Monday, January 16, 2012

have a uni gathering with the Raven CC gang.. is an AGM at Praleum Wine Bistro at 4 Duxton Hill. dinner was alright. drank 1 Stella Artois and 2.5 pine of Hoegaarden. think i'm just trying to get myself drank to feel less..

a deadline that i'm setting for myself and this will be a final deadline for everything.. 28-Jan-2012.. a date which suppose to be special and meaningful in another sense, but this time, it will be meaningful too. After 28-Jan-2012 23:59:59, i will start dreaming, wishing and whatsoever.. i will be awaken from every single things.. after that date and time, is a rational and wake-up time, to live my life without a man.. to live my life alone but for what purpose, i still don't know.. life now seem so meaningless and of no purpose. i wished to start afresh on that special date which once means that much to us for us. but after tonight, i'm slapped awake. this can never be possible. i cant even talk to you, i cant ever dare to establish eye contact with you. i feel like you are so near but there are just walls between us..

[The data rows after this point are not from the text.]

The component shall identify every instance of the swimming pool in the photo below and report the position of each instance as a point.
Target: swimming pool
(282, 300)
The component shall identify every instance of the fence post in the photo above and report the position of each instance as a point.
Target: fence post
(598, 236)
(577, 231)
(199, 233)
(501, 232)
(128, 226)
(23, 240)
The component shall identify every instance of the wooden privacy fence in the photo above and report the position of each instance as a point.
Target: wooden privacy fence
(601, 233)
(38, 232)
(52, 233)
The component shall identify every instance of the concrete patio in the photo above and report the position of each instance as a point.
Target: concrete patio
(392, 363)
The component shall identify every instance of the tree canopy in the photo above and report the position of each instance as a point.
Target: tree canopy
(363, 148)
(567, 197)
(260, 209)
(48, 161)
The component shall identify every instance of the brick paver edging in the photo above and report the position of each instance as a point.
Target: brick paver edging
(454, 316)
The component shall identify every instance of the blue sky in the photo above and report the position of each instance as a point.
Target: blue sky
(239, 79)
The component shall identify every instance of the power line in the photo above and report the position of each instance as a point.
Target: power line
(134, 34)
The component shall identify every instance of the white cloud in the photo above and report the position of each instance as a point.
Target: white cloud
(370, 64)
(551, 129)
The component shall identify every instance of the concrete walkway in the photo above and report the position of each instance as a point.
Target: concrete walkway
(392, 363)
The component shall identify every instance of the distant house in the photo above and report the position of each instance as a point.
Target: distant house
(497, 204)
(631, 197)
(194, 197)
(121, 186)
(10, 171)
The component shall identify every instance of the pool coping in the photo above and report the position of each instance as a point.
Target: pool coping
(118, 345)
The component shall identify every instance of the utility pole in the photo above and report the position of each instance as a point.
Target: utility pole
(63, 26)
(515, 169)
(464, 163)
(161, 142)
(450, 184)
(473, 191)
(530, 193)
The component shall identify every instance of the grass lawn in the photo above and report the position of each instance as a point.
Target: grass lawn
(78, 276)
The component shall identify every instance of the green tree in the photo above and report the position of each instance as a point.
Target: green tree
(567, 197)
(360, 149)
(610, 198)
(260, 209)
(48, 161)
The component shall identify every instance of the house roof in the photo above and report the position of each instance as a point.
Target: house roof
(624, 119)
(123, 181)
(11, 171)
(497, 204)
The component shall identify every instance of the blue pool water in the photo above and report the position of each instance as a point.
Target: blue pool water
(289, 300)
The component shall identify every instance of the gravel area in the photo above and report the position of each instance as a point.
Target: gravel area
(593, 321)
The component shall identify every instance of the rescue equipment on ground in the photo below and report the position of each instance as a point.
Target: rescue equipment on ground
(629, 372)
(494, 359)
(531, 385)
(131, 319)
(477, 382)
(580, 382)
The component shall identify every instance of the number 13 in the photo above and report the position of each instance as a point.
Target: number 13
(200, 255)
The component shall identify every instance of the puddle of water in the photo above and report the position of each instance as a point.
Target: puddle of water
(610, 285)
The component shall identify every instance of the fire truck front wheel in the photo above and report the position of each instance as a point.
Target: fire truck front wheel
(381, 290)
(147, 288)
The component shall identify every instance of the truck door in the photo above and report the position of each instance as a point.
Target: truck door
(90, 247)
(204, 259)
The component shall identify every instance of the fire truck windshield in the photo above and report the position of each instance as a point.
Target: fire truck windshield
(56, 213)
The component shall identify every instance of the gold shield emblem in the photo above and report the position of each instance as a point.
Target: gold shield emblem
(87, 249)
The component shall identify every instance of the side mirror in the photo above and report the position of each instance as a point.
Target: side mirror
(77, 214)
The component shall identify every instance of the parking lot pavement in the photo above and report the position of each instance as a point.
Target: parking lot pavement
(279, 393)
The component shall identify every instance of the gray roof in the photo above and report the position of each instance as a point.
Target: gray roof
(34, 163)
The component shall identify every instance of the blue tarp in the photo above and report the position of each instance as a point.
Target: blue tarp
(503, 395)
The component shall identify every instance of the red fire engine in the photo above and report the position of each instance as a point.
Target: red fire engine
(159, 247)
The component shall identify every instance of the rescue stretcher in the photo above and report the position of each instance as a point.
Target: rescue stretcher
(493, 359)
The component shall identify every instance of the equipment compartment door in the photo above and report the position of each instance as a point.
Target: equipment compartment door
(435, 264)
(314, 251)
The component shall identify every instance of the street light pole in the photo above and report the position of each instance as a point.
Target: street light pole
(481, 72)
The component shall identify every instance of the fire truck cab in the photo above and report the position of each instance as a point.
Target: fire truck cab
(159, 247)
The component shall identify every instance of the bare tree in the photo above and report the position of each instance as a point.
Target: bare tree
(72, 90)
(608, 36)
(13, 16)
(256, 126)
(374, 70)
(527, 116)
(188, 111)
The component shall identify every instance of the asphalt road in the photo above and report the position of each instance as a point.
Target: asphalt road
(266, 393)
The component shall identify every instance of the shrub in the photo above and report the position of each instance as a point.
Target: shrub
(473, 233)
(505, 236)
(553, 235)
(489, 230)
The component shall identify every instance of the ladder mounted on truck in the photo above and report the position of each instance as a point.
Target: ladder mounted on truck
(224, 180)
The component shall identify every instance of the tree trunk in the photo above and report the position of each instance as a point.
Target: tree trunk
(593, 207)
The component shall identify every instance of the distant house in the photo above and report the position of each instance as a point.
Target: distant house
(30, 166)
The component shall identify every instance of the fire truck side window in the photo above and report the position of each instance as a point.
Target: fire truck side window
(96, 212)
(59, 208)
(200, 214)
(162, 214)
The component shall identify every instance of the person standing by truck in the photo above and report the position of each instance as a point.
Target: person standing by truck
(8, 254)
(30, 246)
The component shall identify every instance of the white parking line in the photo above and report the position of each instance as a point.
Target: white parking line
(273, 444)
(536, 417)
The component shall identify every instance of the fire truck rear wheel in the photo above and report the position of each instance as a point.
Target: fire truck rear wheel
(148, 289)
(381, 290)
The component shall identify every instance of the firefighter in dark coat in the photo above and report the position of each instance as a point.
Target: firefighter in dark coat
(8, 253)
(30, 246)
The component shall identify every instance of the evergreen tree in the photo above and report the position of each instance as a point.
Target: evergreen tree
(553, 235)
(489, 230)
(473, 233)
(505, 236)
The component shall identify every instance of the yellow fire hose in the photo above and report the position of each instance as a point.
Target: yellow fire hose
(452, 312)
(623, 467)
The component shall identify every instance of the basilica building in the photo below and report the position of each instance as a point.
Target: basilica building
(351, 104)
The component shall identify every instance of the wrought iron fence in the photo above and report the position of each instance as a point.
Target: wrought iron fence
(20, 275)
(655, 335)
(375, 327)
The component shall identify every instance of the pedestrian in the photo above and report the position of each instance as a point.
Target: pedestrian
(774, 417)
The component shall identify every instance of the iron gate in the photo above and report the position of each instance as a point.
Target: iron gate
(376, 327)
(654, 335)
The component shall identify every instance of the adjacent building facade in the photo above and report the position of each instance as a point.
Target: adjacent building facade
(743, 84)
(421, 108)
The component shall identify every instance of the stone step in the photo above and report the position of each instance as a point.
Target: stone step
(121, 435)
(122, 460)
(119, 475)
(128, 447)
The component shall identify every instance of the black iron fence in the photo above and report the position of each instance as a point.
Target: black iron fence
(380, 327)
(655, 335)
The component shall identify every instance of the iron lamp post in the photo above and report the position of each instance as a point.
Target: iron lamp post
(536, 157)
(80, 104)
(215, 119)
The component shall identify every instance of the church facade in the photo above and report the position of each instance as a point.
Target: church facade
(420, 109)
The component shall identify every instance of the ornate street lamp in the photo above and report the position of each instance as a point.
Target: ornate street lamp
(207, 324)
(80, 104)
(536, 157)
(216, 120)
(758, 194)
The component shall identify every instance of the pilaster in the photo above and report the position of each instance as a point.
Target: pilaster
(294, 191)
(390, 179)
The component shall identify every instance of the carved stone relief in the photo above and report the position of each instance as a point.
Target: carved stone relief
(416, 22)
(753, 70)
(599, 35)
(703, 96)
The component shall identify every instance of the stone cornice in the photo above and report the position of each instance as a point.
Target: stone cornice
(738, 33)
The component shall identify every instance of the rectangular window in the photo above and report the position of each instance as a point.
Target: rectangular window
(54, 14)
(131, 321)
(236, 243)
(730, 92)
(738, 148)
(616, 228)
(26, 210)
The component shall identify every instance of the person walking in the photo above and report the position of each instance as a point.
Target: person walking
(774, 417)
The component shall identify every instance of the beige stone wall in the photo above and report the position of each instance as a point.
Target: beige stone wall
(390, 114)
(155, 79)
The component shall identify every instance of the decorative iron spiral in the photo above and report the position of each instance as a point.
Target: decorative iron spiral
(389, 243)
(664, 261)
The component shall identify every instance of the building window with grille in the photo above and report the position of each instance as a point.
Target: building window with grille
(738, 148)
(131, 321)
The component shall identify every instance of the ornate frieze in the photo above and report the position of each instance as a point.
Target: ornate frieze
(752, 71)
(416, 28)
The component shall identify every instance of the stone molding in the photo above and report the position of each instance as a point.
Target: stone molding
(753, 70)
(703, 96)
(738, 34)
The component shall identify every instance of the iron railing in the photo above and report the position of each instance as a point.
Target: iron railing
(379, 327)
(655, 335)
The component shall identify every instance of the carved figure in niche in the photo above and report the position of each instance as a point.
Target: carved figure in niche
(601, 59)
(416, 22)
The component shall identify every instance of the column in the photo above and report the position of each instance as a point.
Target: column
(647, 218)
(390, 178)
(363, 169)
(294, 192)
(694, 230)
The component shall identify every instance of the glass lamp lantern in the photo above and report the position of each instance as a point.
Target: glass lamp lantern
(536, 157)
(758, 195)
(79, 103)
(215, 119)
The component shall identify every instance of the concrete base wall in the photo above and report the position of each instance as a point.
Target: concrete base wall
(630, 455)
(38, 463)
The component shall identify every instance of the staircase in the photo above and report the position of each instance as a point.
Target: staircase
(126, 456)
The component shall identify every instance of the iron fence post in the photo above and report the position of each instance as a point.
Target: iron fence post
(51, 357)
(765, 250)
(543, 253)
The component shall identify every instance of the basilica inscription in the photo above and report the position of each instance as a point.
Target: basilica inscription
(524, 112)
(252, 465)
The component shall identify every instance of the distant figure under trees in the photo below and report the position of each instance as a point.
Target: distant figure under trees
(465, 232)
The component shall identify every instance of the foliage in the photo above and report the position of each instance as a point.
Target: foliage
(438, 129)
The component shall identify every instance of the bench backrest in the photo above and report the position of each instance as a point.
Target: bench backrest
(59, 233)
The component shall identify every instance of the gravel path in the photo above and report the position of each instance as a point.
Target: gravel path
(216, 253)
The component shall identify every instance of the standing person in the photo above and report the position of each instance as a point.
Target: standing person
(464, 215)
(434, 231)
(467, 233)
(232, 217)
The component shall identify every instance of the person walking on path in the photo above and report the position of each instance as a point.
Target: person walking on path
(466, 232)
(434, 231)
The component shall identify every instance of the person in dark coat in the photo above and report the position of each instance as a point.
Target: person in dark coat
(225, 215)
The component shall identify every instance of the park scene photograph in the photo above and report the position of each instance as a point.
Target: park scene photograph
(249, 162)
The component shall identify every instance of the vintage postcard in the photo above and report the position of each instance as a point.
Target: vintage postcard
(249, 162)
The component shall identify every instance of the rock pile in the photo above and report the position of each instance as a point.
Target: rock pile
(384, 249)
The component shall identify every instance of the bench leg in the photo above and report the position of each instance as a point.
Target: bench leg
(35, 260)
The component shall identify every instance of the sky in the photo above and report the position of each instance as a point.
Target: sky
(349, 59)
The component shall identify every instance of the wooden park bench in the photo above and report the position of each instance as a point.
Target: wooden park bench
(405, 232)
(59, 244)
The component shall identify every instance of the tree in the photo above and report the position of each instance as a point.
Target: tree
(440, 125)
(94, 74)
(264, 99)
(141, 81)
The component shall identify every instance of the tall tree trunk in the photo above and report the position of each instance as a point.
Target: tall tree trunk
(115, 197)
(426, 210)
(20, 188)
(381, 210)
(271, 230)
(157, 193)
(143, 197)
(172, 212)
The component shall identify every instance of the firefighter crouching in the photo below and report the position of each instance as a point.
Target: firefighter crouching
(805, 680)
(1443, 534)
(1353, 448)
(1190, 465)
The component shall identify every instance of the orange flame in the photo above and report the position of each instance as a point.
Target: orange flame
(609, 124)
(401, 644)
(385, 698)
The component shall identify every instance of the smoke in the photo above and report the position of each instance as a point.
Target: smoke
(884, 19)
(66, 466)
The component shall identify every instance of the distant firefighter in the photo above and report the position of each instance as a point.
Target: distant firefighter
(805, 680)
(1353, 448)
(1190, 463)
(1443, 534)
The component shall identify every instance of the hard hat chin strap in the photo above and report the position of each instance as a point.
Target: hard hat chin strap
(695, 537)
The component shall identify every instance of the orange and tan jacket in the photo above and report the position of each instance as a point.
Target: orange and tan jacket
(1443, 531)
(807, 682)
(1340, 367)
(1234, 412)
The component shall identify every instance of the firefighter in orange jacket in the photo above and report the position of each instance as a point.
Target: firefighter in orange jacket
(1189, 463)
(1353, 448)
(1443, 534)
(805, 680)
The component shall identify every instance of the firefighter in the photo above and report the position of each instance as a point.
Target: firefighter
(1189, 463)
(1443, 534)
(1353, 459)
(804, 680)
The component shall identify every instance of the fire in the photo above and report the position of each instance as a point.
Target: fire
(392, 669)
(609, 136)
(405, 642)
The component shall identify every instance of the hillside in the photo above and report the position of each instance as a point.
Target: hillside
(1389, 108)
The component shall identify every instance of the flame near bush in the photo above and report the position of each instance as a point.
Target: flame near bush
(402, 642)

cutting off everything from every single one.. starting from 28-Jan-2012 23:59:59.. whoever wants to come into my isolated world, you got to crack that layers of walls to get in cause this time, i will not make any more effort to do anymore things extra for anyone.. and this time, without any turning back or mercy.. i must be tough to myself. this time, i will throw abt all the past, all the poly days, all the uni days, all the aussie days, all the sg days and also include all those GSK days.. every single one of it.

or probably starting from tmr, all contacts are all cut.. all contact point unless deem necessary by me. since 28th is so near already, less than 2 weeks, probably is the time to get use to all.. ignore all and reject all.. u can never be happy with me anymore so leaving you is a better and fairer option.. is tough and heart-aching but i think is a wiser choice that i could make for u.